Tuesday 12 December 2017

RBI’s macroeconomic policy trilemma

The monetary policy committee in the recently held meeting decided to keep the interest rates unchanged. Many economists have expressed apprehension that the RBI is facing the classical macroeconomic trilemma. This article attempts to simplify this economic jargon.

The macroeconomic trilemma is the result of Mundell Fleming model which states that an independent monetary policy, a flexible capital account, and a fixed exchange rate is not possible simultaneously.

The commercial banks are entangled with excess liquidity as a result of demonetization. The RBI attempted to mop out the excess liquidity through its open market operations.  However, it decided to suspend its open market sale on November even when the Moody’s revised its ratings. This attributes to the macroeconomic trilemma being faced.

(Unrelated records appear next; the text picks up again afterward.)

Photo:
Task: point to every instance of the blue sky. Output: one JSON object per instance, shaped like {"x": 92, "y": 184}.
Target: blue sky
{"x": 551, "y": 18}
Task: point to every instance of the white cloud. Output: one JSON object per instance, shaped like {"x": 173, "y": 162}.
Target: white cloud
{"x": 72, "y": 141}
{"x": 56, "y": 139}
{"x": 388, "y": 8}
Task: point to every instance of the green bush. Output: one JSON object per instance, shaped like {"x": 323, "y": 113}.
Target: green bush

The government yields had crossed 7 %. Had the RBI continued with its open market sales it would have increased the yields further. (Note that yield and price of bonds are inversely related to each other. The higher is the yield, riskier is the security.)

The increased yield would have invited capital flows and appreciated the rupee.

The economy is already mired with rupee appreciation. To avoid further appreciation, RBI might then have to undertake open market purchases of security, thus reversing the initial independent monetary policy of open market sales.


Though India has a partially convertible capital account and managed exchange rate, the application of Mundell Fleming model is still phenomenal.